Advanced audit is a feature that logs requests at the API server level. When enabled, these logs are output to a log file on the master node but are not caught by the EFK stack in OpenShift. Today, we will walk through the advanced audit feature in OpenShift Container Platform 3.11 and will make modifications to allow it to be integrated with aggregated logging.
Prerequisites
To continue, you must have a running OpenShift 3.11 cluster with logging enabled. The cluster I used for this demo was a single-node, rpm-based installation with the ovs-subnet SDN plugin enabled.
Overview
Before we begin working with advanced audit, let’s dive into the features it has to offer. Advanced audit is an enhancement over the older basic audit.

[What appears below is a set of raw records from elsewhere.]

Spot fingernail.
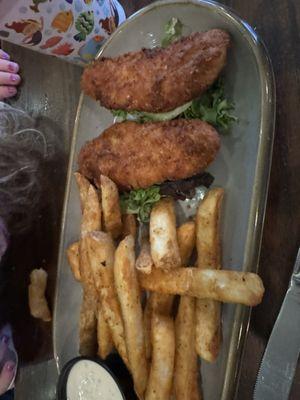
[8,63,19,72]
[0,50,10,60]
[10,74,20,82]
[1,335,9,344]
[5,362,16,371]
[7,86,17,95]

Whereas the basic audit logged all requests to an audit file, advanced audit allows administrators to write a policy file to specify a subset of requests that get logged. This is a good feature for administrators who are only interested in certain interactions. Advanced audit also offers a webhook which can be used to send audit logs to a log aggregator via http or https.
Integration
Now that we know more about advanced audit, let’s integrate this feature with aggregated logging. We will first write a simple policy file to specify which requests will be logged. Then, I will demonstrate two different ways to integrate with aggregated logging – once using hostpath mounts and another using the webhook.
Policy File
In this example, we will write a simple policy file to log when an authenticated user creates or deletes an OpenShift project.
Write the policy file below to /etc/origin/master/audit-policy.yaml.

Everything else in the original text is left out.